The problem is that stringByAddingPercentEscapesUsingEncoding only escapes those characters which are not valid in a URL in general. But there are some characters that are permissible in a URL in general (e.g. & and +), but are not problematic within a URL parameter (e.g. the & delimits parameters, the + translates to a space character).

So, instead of stringByAddingPercentEscapesUsingEncoding, you want a method that will percent escape not only those characters that are not valid in a URL, but also those characters that might have special meanings within a URL in general but which are problematic within a parameter.

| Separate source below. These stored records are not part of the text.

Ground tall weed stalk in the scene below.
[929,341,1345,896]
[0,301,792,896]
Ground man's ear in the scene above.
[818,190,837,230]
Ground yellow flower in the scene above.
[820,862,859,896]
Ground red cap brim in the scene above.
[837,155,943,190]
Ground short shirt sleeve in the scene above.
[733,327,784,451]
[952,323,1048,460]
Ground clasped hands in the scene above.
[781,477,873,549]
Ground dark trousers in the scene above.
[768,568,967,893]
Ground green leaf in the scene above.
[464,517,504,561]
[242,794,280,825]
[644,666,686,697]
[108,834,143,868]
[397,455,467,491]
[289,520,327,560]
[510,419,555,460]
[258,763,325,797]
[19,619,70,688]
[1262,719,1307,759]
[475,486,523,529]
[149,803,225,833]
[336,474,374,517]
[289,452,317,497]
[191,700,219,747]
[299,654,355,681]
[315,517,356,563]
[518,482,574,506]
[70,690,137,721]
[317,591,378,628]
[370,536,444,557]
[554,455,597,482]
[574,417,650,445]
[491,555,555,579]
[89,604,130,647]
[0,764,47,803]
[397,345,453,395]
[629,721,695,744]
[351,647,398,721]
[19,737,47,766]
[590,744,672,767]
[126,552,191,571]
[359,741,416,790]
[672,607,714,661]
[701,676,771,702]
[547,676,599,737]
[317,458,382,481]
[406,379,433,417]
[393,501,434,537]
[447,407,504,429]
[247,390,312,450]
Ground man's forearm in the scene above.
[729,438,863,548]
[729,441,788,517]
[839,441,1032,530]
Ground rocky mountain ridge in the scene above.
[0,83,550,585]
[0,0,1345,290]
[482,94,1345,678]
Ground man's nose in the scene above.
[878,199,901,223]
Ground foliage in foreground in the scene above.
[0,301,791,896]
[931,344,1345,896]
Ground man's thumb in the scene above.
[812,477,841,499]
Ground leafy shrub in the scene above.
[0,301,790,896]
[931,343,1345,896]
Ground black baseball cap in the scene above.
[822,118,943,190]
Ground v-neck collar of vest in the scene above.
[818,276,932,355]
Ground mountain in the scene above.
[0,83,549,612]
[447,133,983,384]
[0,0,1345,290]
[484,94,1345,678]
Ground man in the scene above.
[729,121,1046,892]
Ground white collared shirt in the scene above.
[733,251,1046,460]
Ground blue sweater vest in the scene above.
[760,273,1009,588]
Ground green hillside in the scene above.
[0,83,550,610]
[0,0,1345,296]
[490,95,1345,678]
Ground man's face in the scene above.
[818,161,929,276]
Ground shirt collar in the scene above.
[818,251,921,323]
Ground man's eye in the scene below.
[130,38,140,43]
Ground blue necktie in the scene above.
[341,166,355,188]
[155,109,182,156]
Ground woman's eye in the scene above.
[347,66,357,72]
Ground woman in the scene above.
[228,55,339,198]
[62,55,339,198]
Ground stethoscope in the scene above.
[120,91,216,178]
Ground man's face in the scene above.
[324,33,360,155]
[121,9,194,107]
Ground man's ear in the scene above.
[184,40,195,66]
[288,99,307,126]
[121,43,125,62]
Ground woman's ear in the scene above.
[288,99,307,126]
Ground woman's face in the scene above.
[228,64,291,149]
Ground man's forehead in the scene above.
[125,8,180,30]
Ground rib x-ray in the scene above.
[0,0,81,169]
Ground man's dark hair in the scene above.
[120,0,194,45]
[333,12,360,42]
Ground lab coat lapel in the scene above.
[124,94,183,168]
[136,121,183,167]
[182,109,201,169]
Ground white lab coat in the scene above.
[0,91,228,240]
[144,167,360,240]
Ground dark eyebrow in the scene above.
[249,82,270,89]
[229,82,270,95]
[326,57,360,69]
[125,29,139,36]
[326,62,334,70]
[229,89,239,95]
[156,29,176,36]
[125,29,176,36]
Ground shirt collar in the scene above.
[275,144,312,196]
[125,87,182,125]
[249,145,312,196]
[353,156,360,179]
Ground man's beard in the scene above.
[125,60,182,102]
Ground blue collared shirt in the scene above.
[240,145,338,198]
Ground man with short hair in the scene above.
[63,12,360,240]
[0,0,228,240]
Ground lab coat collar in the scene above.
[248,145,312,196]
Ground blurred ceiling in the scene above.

In this case, you want to percent escape the + that appears in your SQL.

The easiest way to do that is to use CFURLCreateStringByAddingPercentEscapes, instead of stringByAddingPercentEscapesUsingEncoding:

- (NSString *)percentEscapeURLParameter:(NSString *)string
{ 
    return CFBridgingRelease(CFURLCreateStringByAddingPercentEscapes(kCFAllocatorDefault,
                                                                     (CFStringRef)string,
                                                                     NULL,
                                                                     (CFStringRef)@":/?@!$&'()*+,;=",
                                                                     kCFStringEncodingUTF8));
}

And, by the way, you should be percent escaping the parameters to the URL, but not the URL itself.

NSString *sql = [NSString stringWithFormat:@"SELECT ID FROM Castle ORDER BY (POW((longitude-%f),2) + POW((latitude-%f),2))", longitude, latitude];

NSString *percentEscapedSQL = [self percentEscapeURLParameter:sql];

NSString *strURL = [NSString stringWithFormat:@"http://localhost/myApp/fieldsRequest.php?query=%@", percentEscapedSQL];

// don't percent-escape the full URL
//
// [strURL setString:[strURL stringByAddingPercentEscapesUsingEncoding:NSUTF8StringEncoding]];

---

As an aside, I'd heartily discourage you from passing the SQL string in the URL. That's a serious security risk. You should just pass parameters (e.g. the latitude and longitude), and have the PHP validate those parameters and then build the SQL itself.